Time = 27.37 (sec) , antiderivative size = 801, normalized size of antiderivative = 3.83
Input:
int(cos(d*x+c)^(5/2)*(A+B*sec(d*x+c)+C*sec(d*x+c)^2)/(a+b*sec(d*x+c)),x,me thod=_RETURNVERBOSE)
Output:
-(-(-2*cos(1/2*d*x+1/2*c)^2+1)*sin(1/2*d*x+1/2*c)^2)^(1/2)*(-2*b^2*(A*b^2- B*a*b+C*a^2)/a^3/(a^2-a*b)*(sin(1/2*d*x+1/2*c)^2)^(1/2)*(-2*cos(1/2*d*x+1/ 2*c)^2+1)^(1/2)/(-2*sin(1/2*d*x+1/2*c)^4+sin(1/2*d*x+1/2*c)^2)^(1/2)*Ellip ticPi(cos(1/2*d*x+1/2*c),2*a/(a-b),2^(1/2))-2*(A*a^3+A*a^2*b+A*a*b^2+A*b^3 -B*a^3-B*a^2*b-B*a*b^2+C*a^3+C*a^2*b)/a^4*(sin(1/2*d*x+1/2*c)^2)^(1/2)*(-2 *cos(1/2*d*x+1/2*c)^2+1)^(1/2)/(-2*sin(1/2*d*x+1/2*c)^4+sin(1/2*d*x+1/2*c) ^2)^(1/2)*EllipticF(cos(1/2*d*x+1/2*c),2^(1/2))-4/5*A/a/(-2*sin(1/2*d*x+1/ 2*c)^4+sin(1/2*d*x+1/2*c)^2)^(1/2)*(4*sin(1/2*d*x+1/2*c)^6*cos(1/2*d*x+1/2 *c)-14*cos(1/2*d*x+1/2*c)*sin(1/2*d*x+1/2*c)^4+6*sin(1/2*d*x+1/2*c)^2*cos( 1/2*d*x+1/2*c)-5*(sin(1/2*d*x+1/2*c)^2)^(1/2)*(2*sin(1/2*d*x+1/2*c)^2-1)^( 1/2)*EllipticF(cos(1/2*d*x+1/2*c),2^(1/2))+9*(2*sin(1/2*d*x+1/2*c)^2-1)^(1 /2)*EllipticE(cos(1/2*d*x+1/2*c),2^(1/2))*(sin(1/2*d*x+1/2*c)^2)^(1/2))+2/ a^3*(3*A*a^2+2*A*a*b+A*b^2-2*B*a^2-B*a*b+C*a^2)*(sin(1/2*d*x+1/2*c)^2)^(1/ 2)*(-2*cos(1/2*d*x+1/2*c)^2+1)^(1/2)/(-2*sin(1/2*d*x+1/2*c)^4+sin(1/2*d*x+ 1/2*c)^2)^(1/2)*(EllipticF(cos(1/2*d*x+1/2*c),2^(1/2))-EllipticE(cos(1/2*d *x+1/2*c),2^(1/2)))-4/3/a^2*(3*A*a+A*b-B*a)*(2*cos(1/2*d*x+1/2*c)*sin(1/2* d*x+1/2*c)^4-sin(1/2*d*x+1/2*c)^2*cos(1/2*d*x+1/2*c)+2*(sin(1/2*d*x+1/2*c) ^2)^(1/2)*(2*sin(1/2*d*x+1/2*c)^2-1)^(1/2)*EllipticF(cos(1/2*d*x+1/2*c),2^ (1/2))-3*(2*sin(1/2*d*x+1/2*c)^2-1)^(1/2)*EllipticE(cos(1/2*d*x+1/2*c),2^( 1/2))*(sin(1/2*d*x+1/2*c)^2)^(1/2))/(-2*sin(1/2*d*x+1/2*c)^4+sin(1/2*d*...
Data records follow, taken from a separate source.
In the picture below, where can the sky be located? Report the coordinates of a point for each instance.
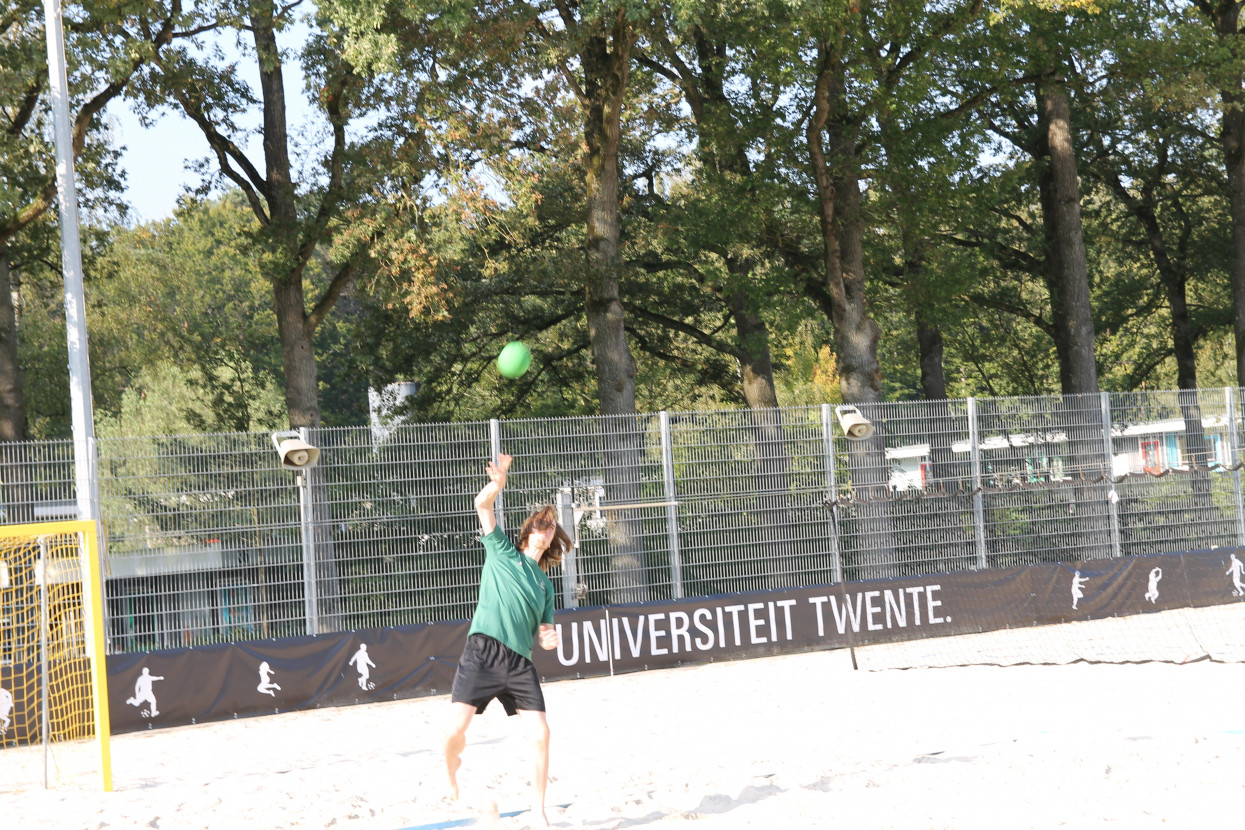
(155, 158)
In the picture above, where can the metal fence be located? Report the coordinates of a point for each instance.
(209, 540)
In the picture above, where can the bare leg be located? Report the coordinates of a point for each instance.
(538, 728)
(456, 739)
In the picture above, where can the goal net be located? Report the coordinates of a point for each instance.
(54, 717)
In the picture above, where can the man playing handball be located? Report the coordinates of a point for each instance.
(516, 604)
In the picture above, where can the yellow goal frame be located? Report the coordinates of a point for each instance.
(92, 615)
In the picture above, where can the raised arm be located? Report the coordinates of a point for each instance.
(487, 495)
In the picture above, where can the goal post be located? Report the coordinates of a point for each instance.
(52, 673)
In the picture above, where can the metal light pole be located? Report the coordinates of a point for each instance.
(71, 263)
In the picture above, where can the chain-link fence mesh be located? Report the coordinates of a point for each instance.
(209, 540)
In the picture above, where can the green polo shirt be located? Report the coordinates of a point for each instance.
(516, 596)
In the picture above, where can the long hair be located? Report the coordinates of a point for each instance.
(543, 519)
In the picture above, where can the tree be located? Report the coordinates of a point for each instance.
(103, 57)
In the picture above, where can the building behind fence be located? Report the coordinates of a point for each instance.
(209, 540)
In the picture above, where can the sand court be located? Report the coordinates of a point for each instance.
(798, 741)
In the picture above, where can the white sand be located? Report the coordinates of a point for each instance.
(789, 742)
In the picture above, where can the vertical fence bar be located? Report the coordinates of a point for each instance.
(494, 448)
(667, 470)
(41, 576)
(832, 490)
(309, 570)
(1234, 448)
(979, 508)
(310, 590)
(1112, 495)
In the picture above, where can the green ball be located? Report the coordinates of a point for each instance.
(514, 360)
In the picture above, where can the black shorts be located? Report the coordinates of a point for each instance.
(489, 670)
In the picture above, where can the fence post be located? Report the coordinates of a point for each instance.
(1112, 495)
(310, 592)
(832, 490)
(667, 470)
(1234, 448)
(569, 566)
(494, 448)
(979, 507)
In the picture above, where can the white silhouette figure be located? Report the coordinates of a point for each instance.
(5, 708)
(143, 691)
(1077, 584)
(1235, 571)
(362, 662)
(1153, 592)
(265, 680)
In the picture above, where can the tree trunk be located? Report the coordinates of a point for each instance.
(285, 271)
(1225, 18)
(605, 66)
(285, 268)
(1067, 275)
(838, 198)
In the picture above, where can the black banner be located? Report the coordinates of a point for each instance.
(238, 680)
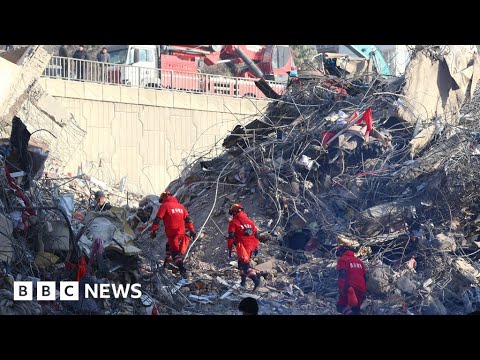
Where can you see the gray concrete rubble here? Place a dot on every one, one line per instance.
(405, 197)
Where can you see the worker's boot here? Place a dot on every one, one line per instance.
(183, 271)
(257, 281)
(243, 282)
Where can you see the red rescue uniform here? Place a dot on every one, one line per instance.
(238, 225)
(351, 273)
(173, 215)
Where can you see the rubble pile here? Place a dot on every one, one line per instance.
(407, 197)
(311, 172)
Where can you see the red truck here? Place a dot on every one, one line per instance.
(179, 67)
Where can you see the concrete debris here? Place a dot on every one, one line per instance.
(444, 242)
(388, 168)
(378, 279)
(406, 285)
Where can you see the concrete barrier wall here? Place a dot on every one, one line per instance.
(144, 134)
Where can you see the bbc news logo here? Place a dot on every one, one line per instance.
(69, 291)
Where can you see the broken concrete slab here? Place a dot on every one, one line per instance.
(378, 219)
(469, 273)
(444, 242)
(378, 279)
(434, 307)
(58, 238)
(406, 285)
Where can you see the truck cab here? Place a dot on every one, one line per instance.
(135, 65)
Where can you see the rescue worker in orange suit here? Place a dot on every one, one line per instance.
(178, 228)
(242, 233)
(351, 281)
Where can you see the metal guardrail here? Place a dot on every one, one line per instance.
(128, 75)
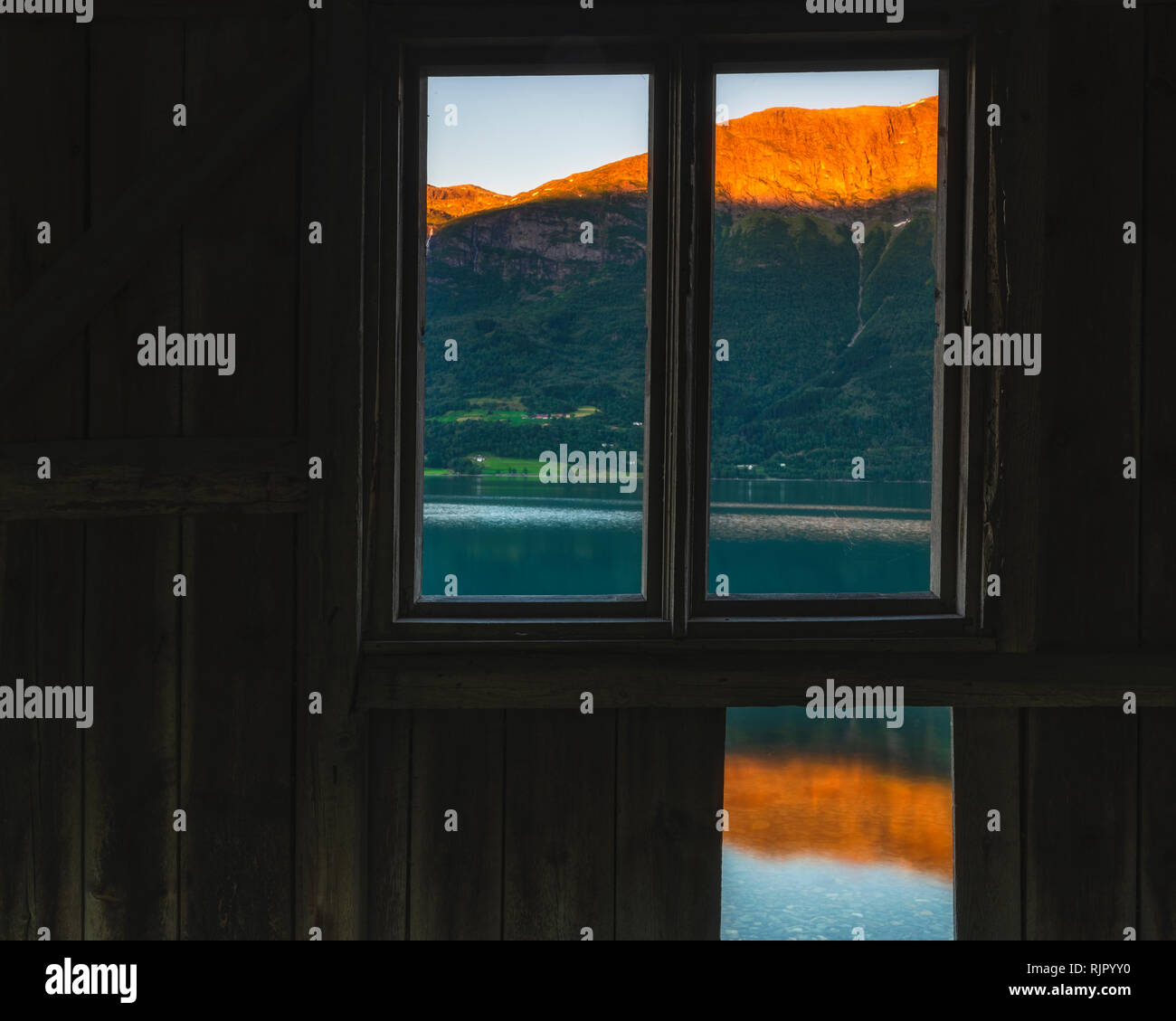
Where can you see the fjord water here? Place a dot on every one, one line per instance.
(835, 826)
(508, 536)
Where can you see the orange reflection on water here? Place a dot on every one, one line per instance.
(848, 809)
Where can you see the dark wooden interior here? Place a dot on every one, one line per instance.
(607, 821)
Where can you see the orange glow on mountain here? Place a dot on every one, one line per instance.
(845, 809)
(783, 157)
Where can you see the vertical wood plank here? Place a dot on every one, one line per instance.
(238, 697)
(130, 751)
(457, 877)
(1080, 824)
(236, 735)
(329, 814)
(1157, 464)
(1021, 58)
(986, 774)
(1090, 366)
(388, 806)
(1157, 486)
(132, 618)
(42, 576)
(669, 783)
(1157, 825)
(559, 874)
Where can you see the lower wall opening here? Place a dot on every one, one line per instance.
(838, 828)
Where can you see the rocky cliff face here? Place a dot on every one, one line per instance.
(836, 161)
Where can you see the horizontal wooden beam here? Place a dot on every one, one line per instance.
(690, 676)
(138, 477)
(85, 278)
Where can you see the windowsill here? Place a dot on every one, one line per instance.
(707, 674)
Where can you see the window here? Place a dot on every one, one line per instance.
(536, 339)
(754, 332)
(823, 328)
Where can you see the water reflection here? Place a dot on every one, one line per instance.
(835, 825)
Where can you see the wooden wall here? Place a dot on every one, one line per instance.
(564, 821)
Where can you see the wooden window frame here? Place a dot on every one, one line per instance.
(674, 603)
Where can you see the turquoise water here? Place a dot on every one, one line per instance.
(512, 536)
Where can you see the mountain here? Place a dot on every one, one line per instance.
(830, 343)
(784, 157)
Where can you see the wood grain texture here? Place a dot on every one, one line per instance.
(560, 824)
(236, 728)
(669, 783)
(330, 852)
(51, 314)
(1089, 590)
(389, 755)
(457, 876)
(133, 477)
(680, 676)
(1019, 54)
(1080, 824)
(42, 179)
(239, 700)
(1157, 461)
(132, 618)
(986, 775)
(1157, 825)
(132, 750)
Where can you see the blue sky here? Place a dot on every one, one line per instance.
(517, 132)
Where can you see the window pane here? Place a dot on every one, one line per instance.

\[ \int \frac {\cos ^{\frac {5}{2}}(c+d x) \left (A+B \sec (c+d x)+C \sec ^2(c+d x)\right )}{a+b \sec (c+d x)} \, dx=\int { \frac {{\left (C \sec \left (d x + c\right )^{2} + B \sec \left (d x + c\right ) + A\right )} \cos \left (d x + c\right )^{\frac {5}{2}}}{b \sec \left (d x + c\right ) + a} \,d x } \] Input:
integrate(cos(d*x+c)^(5/2)*(A+B*sec(d*x+c)+C*sec(d*x+c)^2)/(a+b*sec(d*x+c) ),x, algorithm="fricas")
Output:
integral((C*cos(d*x + c)^2*sec(d*x + c)^2 + B*cos(d*x + c)^2*sec(d*x + c) + A*cos(d*x + c)^2)*sqrt(cos(d*x + c))/(b*sec(d*x + c) + a), x)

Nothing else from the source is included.